Whilst Sheffield is undoubtedly a great place for students to live, we all need an escape every once in a while. But you don’t need to go far for an adventure, as I found out this summer when I hiked the White Peak Way – an 80 mile, 7-day circular walking trail in the Peak District. Even though the travel fare for the trip was only £5, I was in another world – one of dramatic rock formations, stately homes, prehistoric caves, hidden river valleys and constant birdsong.
Indeed, one of the best qualities about the walk was how varied it was and how it takes in so much history. I was particularly touched by the eerie, ancient quality of Stanton Moor – a site which prehistoric people held sacred. Today you can feel their presence with a visit to their rock quarries, the Nine Ladies Stone Circle and the curiously shaped Cork Stone. Meanwhile Thor’s Cave, a dramatic natural cavern overlooking the River Manifold, would be impressive enough even if it wasn’t thought to be a Palaeolithic burial site. Along the route, I also passed more recent artefacts of human activity including disused railways, abandoned limekilns and former mills. And of course, Chatsworth House, seat of the Duke of Devonshire, transports you instantly to an age of timeless age elegance and romance!
The route also passes through some of the Peak District’s most celebrated towns: Bakewell (renown for markets and Bakewell Pudding), Castleton (where you can visit the famous caverns) and Tideswell (whose Church is aptly named the ‘Cathedral of the Peak’). But the natural scenery takes some beating too – a real highlight was walking the Mam Tor ridge, which has stunning views across the Dark and White Peak on both sides. Meanwhile, Dovedale and the Wye Valley make for some gorgeous river-side walking, whilst Froggatt and Curbar Edge host striking arrays of wind-blasted rock formations. In between were countless hidden dales, filled with rare and unusual wildflowers.

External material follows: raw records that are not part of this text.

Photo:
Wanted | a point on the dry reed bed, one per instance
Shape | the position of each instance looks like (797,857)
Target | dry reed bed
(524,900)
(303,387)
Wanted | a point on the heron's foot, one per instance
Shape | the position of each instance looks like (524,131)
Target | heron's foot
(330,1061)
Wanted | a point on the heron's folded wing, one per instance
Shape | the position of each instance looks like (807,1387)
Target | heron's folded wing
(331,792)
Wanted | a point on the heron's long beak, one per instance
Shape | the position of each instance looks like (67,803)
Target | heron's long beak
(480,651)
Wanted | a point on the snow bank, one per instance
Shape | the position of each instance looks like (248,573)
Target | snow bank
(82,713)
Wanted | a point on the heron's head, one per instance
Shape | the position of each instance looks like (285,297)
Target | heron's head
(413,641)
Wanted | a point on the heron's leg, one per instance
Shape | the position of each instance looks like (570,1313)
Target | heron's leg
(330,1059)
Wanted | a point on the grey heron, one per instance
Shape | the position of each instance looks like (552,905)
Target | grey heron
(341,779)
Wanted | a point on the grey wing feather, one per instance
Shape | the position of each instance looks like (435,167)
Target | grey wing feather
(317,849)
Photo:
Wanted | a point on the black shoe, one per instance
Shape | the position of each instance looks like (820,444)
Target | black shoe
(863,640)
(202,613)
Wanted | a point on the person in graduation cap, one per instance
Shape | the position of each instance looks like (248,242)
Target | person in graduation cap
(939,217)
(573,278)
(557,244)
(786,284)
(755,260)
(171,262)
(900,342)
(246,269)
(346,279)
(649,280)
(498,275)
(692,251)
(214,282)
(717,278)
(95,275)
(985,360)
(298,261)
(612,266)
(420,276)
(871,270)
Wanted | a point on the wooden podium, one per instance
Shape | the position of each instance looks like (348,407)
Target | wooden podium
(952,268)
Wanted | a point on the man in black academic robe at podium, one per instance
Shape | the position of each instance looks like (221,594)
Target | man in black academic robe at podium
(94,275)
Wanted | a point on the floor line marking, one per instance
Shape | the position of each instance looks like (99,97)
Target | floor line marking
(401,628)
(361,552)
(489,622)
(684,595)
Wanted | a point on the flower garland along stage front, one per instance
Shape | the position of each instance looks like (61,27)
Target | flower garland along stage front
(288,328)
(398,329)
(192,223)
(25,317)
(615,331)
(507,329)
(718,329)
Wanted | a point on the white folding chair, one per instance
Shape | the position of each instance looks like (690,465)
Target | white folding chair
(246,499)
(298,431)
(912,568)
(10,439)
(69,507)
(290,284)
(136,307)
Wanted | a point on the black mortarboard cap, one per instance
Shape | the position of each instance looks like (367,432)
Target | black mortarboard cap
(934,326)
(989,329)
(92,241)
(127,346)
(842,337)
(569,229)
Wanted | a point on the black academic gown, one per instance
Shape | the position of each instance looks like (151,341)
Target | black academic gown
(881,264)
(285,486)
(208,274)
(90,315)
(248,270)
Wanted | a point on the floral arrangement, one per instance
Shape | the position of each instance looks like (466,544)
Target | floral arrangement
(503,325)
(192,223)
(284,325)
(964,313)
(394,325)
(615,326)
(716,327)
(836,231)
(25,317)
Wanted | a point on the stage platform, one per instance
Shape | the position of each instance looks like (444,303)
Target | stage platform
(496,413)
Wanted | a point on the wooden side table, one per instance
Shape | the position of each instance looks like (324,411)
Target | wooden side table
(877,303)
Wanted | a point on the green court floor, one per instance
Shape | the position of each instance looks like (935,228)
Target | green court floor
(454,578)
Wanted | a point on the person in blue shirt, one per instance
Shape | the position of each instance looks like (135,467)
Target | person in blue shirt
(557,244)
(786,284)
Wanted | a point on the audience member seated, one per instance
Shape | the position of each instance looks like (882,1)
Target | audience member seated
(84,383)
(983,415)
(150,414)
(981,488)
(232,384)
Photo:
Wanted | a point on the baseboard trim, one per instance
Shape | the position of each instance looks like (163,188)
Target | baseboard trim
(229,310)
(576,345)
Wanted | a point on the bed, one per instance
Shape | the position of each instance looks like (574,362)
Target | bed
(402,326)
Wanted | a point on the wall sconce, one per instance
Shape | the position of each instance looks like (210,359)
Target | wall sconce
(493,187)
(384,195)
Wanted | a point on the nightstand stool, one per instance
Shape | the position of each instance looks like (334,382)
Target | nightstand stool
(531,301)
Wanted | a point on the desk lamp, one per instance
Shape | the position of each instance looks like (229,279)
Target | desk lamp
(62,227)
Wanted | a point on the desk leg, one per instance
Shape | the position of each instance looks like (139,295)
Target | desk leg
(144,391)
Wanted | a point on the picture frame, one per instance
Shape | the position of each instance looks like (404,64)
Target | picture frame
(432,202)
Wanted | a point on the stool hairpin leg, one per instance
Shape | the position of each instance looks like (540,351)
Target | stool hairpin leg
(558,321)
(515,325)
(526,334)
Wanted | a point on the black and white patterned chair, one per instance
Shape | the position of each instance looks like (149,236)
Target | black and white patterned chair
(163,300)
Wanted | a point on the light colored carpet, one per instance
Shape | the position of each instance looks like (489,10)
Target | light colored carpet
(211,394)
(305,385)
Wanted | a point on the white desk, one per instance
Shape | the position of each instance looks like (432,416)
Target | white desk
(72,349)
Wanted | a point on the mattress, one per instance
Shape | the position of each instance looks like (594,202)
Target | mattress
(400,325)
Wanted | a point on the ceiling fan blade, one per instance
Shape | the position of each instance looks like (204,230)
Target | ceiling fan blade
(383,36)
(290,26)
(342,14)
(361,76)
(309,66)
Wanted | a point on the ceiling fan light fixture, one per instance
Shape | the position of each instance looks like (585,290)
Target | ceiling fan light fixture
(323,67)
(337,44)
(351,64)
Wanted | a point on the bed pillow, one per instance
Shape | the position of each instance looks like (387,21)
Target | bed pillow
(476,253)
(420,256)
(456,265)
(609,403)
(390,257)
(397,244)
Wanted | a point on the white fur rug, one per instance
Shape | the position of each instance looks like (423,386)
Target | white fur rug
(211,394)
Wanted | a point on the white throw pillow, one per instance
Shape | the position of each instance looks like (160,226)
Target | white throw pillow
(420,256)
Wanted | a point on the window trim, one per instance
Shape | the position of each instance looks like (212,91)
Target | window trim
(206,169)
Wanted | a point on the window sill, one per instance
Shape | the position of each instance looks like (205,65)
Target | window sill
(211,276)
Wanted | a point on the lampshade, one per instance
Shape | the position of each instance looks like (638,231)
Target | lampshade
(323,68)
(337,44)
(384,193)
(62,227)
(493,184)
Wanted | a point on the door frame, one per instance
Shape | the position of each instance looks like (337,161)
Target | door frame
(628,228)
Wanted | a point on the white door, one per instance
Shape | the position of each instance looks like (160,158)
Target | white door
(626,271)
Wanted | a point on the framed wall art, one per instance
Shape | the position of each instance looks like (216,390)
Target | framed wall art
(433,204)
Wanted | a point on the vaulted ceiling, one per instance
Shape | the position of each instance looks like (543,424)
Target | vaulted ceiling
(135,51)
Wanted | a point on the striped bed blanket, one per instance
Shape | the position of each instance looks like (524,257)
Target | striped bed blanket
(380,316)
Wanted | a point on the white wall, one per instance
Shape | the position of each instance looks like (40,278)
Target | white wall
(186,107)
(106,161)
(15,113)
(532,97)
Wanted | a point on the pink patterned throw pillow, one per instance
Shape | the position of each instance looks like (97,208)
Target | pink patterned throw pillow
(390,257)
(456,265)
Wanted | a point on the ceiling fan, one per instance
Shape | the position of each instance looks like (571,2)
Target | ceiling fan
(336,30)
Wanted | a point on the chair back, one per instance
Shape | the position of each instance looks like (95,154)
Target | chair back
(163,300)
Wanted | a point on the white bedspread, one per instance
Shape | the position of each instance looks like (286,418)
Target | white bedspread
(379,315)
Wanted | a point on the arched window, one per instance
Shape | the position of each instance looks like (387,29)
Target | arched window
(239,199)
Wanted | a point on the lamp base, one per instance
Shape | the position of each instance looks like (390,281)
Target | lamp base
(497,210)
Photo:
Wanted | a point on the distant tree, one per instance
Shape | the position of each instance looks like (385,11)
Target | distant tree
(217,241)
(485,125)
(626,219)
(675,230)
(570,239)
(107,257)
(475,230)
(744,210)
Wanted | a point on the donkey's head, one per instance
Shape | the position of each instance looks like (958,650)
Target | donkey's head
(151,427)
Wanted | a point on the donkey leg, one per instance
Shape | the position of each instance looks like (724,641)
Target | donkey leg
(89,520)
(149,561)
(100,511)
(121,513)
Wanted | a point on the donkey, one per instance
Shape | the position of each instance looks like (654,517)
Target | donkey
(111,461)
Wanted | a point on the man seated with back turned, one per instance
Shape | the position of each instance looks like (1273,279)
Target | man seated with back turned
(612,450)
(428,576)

One of the things I miss the most is feeling so close to nature. Instead of traffic noise, my ears were filled with the sound of running water and birdsong. Along the way, I had encounters with hares, rabbits, a fox, buzzards, kestrels…not to mention many over-curious cows… but my favourite moment had to be finding a hedgehog curled up asleep in a churchyard!
The White Peak Way is a good choice whether you are alone or in a group because there are Youth Hostels across the whole route, so there’s no need to camp. If you start at Bakewell, then you can walk hostel-to-hostel between the YHAs at Youlgreave, Ilam Hall, Hartington Hall, Ravenstor, Castleton Losehill Hall and Hathersage. Each of these offers breakfast, dinner and packed lunches: a real bonus as there are very few shops along the way! It may be cheap accommodation, but the YHAs are housed in some lovely buildings and wonderful locations. My favourites had to be Ravenstor – a country house hidden in the forest with amazing views – and Hartington, a 17th century manor house that seems lost in time.
I would strongly recommend a walking trip to every student– it is profoundly liberating to break routine and take up a much simpler way of life, free from email inboxes and to-do lists. Waking up in a new place each day allows you to explore so many different places and develop a real connection to the landscape. But if you do fancy walking the White Peak Way, do invest in the proper maps – the route isn’t waymarked so you will need to plot it out by hand. Together the OS Explorer Maps OL1 (Dark Peak) and OL24 (White Peak) cover the whole route.
So what are you waiting for? Get out there and happy exploring!